When I got married, I think I misread the marriage license. I could swear that in the small type on that document I saw the words “this license lets you control your husband’s life from now on!” I must have needed glasses because boy, was I wrong! But (and I say this affectionately) how many other women do you know who made the same mistake?!
I used to think that my husband (that guy with the ADHD!) changed after we got married. And to be fair, he did. He stopped hyperfocusing on me – I went from being “queen for a day” to being, well, chopped liver in about the amount of time it took us to complete our honeymoon. In my complete confusion over this change of events I didn’t take into account that I had changed, too. What is it about tying the knot that suddenly made me so demanding? Don’t get me wrong – my husband knew I was strong willed – he just didn’t know I was THAT strong willed!
This is not an ADD/non-ADD thing, per se. It is the reality of realizing that you are supposed to be with this person who has those annoying habits for the rest of your life!!! Wow! Those shaving clippings in the sink in the morning seem a lot more annoying when you think you might have to put up with them every day for the next 50 years! Why suffer? Better to “get rid” of that habit (and all the rest of the ones that you are seeing with fresh eyes) now!!! A little nagging should do the trick…
We’ve had several younger and newly married couples write about how badly they feel about their new spouse and marriage, suggesting ADD is the culprit. ADD is likely contributing to their issues, and that's what this blog is all about, but I would encourage newlyweds to also consider the subtle pressure that the words “the rest of your life” put on you as they rumble around in the back of your head. Problems seem super-sized when tagged with “forever”!
I can look back now and laugh at the time that I screamed, full-throttle, at my husband for spewing grass clippings into my just-worked-on flower beds. (Even better, he can laugh at it, too.) It wasn’t one of my best moments. With more perspective, I would have seen that it also wasn't that big a deal. On a more serious note, I can, and do, look back with regret at the amount of time that I spent trying to create my husband into someone he isn’t, by trying to “fix” his ADHD symptom foibles. The harder I tried to fix him, the worse he became, and I don’t blame him. I bristle when people try to “fix” me, too.
The big lesson out of all of this is that accepting him, rather than trying to fix him, cleared the way for the two of us to constructively work on our relationship. He stopped hearing the message “you are broken and need fixing” and started to hear the message “I want for us to be a real couple again.” By accepting him, I set both of us free. I set him free to try new things and not fear failure. To be happy with himself and to love me again, rather than wonder when I would next attack him or whether he would ever be "good enough" for me.
For those of you who think that women like to be nags, I beg to differ. Though I had trouble controlling it because I couldn’t think imaginatively enough to find a better solution to my marital woes, I found nagging to be depressing.
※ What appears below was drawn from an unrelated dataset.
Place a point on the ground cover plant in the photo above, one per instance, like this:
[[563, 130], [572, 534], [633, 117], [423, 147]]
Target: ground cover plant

I came to really dislike myself before I decided to stop. In fact, the single biggest reason that I decided to stop was because I so disliked the person I had become. I was so miserable that I decided that it didn't matter if my marriage fell apart - first and foremost I wanted to be my happy self again. My husband falling in love with me again was a side-benefit (a big one!) to my refinding who I really was.
I guess I finally figured out what the small print on that wedding license really said...and all of the surprising benefits that those words held..they didn't say "control", they said "to have and to hold" love, cherish and respect.